Ministro de Cingapura renuncia após falha em interações com mulher

Ministro de Cingapura Faishal Ibrahim renuncia após admitir 'falha de julgamento' em interações com uma mulher. Caso não configurou crime, mas conduta foi considerada abaixo do esperado.

Ministro de Cingapura renuncia após falha em interações com mulher

O ministro interino de Assuntos Muçulmanos de Cingapura, Faishal Ibrahim, renunciou ao cargo político nesta segunda-feira (20), após admitir uma "falha de julgamento" na condução de suas interações com uma mulher.

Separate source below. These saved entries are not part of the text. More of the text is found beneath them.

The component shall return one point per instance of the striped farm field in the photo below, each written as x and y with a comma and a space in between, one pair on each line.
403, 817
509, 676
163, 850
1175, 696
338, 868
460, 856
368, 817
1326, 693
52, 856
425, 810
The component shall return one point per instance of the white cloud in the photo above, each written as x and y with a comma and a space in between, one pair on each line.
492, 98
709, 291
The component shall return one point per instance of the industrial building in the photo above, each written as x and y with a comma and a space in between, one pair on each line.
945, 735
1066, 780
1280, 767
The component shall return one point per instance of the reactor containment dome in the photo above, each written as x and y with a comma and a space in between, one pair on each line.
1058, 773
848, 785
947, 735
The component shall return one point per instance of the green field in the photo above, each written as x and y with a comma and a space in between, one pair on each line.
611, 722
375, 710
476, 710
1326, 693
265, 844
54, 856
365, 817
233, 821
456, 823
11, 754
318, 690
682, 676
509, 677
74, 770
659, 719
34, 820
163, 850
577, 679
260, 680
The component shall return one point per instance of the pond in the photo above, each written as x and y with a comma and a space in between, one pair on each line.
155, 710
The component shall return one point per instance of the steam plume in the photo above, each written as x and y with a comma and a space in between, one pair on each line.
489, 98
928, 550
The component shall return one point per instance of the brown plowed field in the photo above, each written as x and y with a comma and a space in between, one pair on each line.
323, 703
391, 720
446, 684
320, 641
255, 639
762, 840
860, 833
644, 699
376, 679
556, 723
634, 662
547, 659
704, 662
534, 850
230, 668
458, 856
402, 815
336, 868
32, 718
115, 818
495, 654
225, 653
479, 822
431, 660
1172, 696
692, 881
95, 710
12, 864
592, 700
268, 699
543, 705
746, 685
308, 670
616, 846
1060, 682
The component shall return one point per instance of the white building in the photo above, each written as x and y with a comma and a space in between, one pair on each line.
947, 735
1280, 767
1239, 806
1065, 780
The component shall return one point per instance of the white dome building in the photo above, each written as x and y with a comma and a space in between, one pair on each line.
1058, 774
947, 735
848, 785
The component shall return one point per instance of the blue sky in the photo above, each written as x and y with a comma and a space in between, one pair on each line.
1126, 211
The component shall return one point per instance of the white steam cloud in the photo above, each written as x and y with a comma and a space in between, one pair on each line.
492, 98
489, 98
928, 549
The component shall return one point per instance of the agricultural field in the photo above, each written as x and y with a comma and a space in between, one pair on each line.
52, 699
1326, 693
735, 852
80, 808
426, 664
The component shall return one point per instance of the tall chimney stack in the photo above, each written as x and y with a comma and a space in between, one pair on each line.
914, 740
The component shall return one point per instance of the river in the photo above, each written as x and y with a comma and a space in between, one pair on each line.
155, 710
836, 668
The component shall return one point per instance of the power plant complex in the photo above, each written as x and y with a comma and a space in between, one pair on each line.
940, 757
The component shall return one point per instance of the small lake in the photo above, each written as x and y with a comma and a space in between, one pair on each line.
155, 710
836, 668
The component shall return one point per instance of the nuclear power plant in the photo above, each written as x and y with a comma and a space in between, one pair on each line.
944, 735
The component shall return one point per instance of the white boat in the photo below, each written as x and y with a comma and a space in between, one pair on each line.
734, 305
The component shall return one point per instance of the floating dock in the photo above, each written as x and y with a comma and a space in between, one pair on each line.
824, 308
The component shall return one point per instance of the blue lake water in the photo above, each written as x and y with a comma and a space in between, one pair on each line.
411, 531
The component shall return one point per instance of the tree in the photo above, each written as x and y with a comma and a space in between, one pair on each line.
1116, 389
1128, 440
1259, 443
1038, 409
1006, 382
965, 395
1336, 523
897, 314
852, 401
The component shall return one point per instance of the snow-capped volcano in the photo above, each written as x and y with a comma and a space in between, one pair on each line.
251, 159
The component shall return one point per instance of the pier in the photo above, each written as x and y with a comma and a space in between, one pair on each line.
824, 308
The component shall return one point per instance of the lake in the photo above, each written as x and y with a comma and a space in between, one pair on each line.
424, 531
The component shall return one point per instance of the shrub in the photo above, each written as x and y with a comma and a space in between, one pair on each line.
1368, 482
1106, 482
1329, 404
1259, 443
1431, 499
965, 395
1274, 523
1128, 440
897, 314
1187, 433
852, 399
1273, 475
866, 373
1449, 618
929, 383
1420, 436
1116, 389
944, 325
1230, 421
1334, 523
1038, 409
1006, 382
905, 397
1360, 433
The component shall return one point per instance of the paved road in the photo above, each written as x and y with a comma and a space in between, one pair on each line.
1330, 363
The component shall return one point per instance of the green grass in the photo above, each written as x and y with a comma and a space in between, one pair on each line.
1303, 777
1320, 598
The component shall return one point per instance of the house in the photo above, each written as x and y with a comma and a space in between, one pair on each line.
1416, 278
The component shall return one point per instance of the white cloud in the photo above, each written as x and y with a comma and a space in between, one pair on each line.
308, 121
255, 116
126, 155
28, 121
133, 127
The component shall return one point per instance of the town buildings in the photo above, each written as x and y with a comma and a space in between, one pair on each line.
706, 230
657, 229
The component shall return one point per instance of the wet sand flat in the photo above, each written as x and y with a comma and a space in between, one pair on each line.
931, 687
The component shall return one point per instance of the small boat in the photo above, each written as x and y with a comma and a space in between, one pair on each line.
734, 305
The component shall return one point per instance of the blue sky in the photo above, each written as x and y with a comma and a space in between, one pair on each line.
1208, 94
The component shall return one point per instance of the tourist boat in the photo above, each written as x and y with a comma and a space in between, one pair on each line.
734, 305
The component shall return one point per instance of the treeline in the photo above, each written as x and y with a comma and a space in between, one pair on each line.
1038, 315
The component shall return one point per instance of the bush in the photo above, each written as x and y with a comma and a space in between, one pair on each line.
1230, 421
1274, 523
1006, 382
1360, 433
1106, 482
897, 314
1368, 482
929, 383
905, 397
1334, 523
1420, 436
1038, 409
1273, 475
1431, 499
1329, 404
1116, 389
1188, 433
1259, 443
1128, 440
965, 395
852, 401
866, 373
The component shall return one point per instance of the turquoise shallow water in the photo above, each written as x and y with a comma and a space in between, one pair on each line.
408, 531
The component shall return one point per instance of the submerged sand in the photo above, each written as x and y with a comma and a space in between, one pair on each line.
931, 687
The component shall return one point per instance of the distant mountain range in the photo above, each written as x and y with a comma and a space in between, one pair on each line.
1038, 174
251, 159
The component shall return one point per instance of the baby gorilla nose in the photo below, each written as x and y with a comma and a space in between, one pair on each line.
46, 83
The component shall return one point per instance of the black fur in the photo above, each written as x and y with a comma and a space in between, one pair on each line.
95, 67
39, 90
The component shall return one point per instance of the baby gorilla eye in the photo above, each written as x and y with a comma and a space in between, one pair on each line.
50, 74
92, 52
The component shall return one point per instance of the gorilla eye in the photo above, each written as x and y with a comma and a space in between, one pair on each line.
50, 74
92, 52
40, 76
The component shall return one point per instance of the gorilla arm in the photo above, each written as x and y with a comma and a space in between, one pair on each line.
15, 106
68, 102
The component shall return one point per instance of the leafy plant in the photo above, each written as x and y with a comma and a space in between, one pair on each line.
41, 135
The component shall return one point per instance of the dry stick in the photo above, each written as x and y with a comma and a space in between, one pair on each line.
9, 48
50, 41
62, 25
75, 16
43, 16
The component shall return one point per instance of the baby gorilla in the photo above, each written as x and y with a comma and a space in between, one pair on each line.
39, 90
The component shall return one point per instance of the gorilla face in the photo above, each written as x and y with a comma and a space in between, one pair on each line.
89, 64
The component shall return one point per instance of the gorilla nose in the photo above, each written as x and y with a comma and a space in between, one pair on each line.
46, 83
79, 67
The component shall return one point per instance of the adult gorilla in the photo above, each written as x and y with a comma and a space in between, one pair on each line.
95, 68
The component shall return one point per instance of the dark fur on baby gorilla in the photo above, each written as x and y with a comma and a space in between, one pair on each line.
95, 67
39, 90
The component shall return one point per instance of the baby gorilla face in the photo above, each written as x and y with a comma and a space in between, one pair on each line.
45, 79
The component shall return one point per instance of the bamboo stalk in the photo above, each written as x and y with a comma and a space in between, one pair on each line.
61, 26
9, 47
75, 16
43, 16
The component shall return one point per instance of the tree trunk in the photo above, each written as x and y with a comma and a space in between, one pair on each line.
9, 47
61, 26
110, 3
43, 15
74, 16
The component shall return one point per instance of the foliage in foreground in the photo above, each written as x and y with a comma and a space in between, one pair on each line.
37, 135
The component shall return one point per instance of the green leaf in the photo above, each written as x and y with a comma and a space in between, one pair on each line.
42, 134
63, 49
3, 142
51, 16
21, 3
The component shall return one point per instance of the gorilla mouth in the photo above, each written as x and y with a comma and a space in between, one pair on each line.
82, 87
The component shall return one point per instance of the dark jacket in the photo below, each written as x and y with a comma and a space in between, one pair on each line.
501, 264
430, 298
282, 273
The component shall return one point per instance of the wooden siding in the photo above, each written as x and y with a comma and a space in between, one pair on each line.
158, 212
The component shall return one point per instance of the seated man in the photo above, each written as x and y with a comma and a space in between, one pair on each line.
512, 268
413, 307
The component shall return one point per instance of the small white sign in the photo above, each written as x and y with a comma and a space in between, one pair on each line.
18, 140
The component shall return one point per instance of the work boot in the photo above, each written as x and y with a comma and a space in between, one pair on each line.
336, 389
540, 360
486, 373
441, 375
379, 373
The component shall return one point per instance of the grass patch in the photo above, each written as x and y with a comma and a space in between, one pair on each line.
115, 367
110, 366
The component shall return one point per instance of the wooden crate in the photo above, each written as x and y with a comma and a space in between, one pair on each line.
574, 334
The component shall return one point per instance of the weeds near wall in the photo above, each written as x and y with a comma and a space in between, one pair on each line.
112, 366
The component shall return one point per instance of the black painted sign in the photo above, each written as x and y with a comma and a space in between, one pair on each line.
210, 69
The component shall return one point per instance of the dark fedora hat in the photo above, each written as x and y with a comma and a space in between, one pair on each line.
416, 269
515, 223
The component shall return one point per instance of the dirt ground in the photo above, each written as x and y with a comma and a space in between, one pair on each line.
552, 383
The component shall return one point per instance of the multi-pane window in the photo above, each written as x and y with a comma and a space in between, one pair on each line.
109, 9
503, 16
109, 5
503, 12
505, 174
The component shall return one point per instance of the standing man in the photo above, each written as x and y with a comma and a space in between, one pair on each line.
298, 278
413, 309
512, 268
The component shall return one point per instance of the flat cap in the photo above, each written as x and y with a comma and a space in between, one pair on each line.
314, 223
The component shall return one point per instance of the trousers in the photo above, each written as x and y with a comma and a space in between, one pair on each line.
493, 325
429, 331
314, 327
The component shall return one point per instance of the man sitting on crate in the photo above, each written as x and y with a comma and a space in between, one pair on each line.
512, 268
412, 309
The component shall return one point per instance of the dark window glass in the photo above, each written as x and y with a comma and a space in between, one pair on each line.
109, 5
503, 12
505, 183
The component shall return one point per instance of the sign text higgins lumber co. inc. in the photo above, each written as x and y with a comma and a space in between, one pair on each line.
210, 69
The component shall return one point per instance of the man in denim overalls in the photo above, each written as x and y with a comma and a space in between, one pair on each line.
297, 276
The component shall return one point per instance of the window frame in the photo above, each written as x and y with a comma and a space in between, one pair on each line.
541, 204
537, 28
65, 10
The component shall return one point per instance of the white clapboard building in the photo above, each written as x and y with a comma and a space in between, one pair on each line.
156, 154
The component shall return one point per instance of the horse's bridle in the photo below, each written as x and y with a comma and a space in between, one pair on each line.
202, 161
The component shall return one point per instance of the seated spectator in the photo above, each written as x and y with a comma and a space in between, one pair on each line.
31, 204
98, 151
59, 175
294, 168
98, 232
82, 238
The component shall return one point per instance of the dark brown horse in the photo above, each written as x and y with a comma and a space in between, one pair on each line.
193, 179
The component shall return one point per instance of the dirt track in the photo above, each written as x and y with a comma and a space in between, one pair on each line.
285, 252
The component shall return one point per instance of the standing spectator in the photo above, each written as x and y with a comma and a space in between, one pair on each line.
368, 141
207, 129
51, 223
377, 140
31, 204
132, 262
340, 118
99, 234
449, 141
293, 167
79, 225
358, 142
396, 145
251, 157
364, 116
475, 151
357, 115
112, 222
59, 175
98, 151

As interações ocorreram majoritariamente por mensagens online, embora tenham se encontrado em eventos públicos. Ibrahim, de 58 anos, assegurou que não houve relacionamento físico e que a relação não evoluiria para algo mais. Em sua carta de renúncia ao primeiro-ministro Lawrence Wong, o político declarou que sua conduta "ficou aquém dos padrões esperados" e que não estabeleceu limites claros em tempo hábil.

## Investigação e Conclusão

Além de seu posto ministerial, Faishal Ibrahim deixou também seu assento no Parlamento e o Partido de Ação Popular (PAP). Lawrence Wong informou ter tomado conhecimento da situação há aproximadamente um mês, após receber uma mensagem da mulher envolvida, e ordenou uma investigação. Ambas as partes registraram queixas de assédio uma contra a outra. O caso foi encaminhado à polícia, que, após consultar a Procuradoria-Geral, concluiu que não houve crime cometido por nenhum dos envolvidos. Apesar da conclusão policial, Wong ressaltou que a conduta de Ibrahim ainda necessitava ser avaliada sob os padrões exigidos de um representante político.

## Mudanças na Pasta e Trajetória Política

Com a renúncia de Ibrahim, o atual ministro de Estado sênior para Sustentabilidade e Meio Ambiente e Defesa, Zaqy Mohamad, assumirá interinamente a pasta de Assuntos Muçulmanos. Faishal Ibrahim, que integrava a liderança do PAP, era deputado pelo distrito eleitoral de Marine Parade-Braddell Heights. Ele iniciou sua carreira política em 2006 e ocupava cargos ministeriais desde 2020, sendo sua saída um movimento significativo na política cingapuriana. A renúncia destaca a importância dos padrões éticos e de conduta esperados de figuras públicas em Cingapura, mesmo em casos onde não há configuração de crime.